Turf MD: Top five golf pet peeves

By |  April 28, 2022 0 Comments
Karl Danneberger

Karl Danneberger, Ph.D

A great benefit of working in the golf industry is that the customer, or golfer, is excited to be there.

Surveys and studies have identified how golfers’ excitement and anticipation builds ranging from the ideal drive time to a golf course to the expectation of entering a golf club. 

Golf is a game people approach with a high degree of excitement and anticipation. Every day is a good day when you are playing golf — unless it rains. You don’t play golf because you think of it as a workday. 

This is not to say that when you work in golf or play golf, things can become annoying, rude or frustrating. 

It’s not all sunshine and roses

From a maintenance perspective, there are a few things that golfers do that are annoying. I’ll focus on what golfers can do to the turf, not what is annoying to the other golfers in their group. 

That is an entirely different topic.

Putting green putzing. A good place to start is the practice putting green. Increasingly, I have noticed golfers — especially the better players — will stand in the same position when practice putting, hitting the same putt over and over again. The vast majority of golfers who hit a few practice putts prior to teeing off are not an issue. It is the golfer who stands in the same place for what seems like an hour, hitting the same putt. 

In summertime conditions, the result is severe turf thinning and death under the shoes. Recovery is slow during the summer.

No spray zone

Moving to the course, I find several annoying things.

Spray it somewhere else. I really don’t understand why some golfers apply insect repellent while standing on the putting green. Insect repellent symptoms often appear as healthy green footprints surrounded by a brownish, rather circular area. Fortunately, the turf often recovers with new leaf growth. Still, golfers should apply the insect repellent in the parking lot or, if necessary, in the rough.

It’s a green, not an ashtray. A small burn area caused by a lit cigar placed on a putting green is not only annoying but just poor golf etiquette. Even the action of flicking ashes onto the putting green can cause turf injury. I think a significant number of cigar-smoking golfers are not aware that cigar holders for golfers are available, many for less than 10 dollars.

Common courtesy. Not fixing ball marks is a common annoyance.

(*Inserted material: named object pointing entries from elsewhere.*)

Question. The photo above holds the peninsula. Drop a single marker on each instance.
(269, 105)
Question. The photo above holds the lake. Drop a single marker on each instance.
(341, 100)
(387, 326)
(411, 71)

Fixing a ball mark has been part of golf etiquette since I think the first ball mark was made. Fixing a ball mark is one of the really cool things about walking onto a green. 

Making a ball mark represents a decent golf shot has been hit with a degree of spin.

I can excuse the previous annoying issues to some extent because the golfer may not know or be aware of the issue. 

Respect the green. But, taking a divot on a green is one of the worst things a golfer can do. In this case,
 it is destruction of property. This type of damage shows a total lack of respect for the course and club. Repairing this type of damage takes time, money
and effort. 

Pride in perfection 

Most of the annoying or rude things mentioned above take place on the putting green. Putting greens are where you strive for maintenance perfection, no matter the course’s budget or history. 

Unfortunately, the closer you strive to perfection, the more your imperfections show. We could eliminate much of the small annoyances and frustrations agronomically if golfers looked at greens as a point of pride.

I have only mentioned a few agronomically annoying things that occur on a golf course. I’m interested in hearing the annoying things or behaviors you have observed.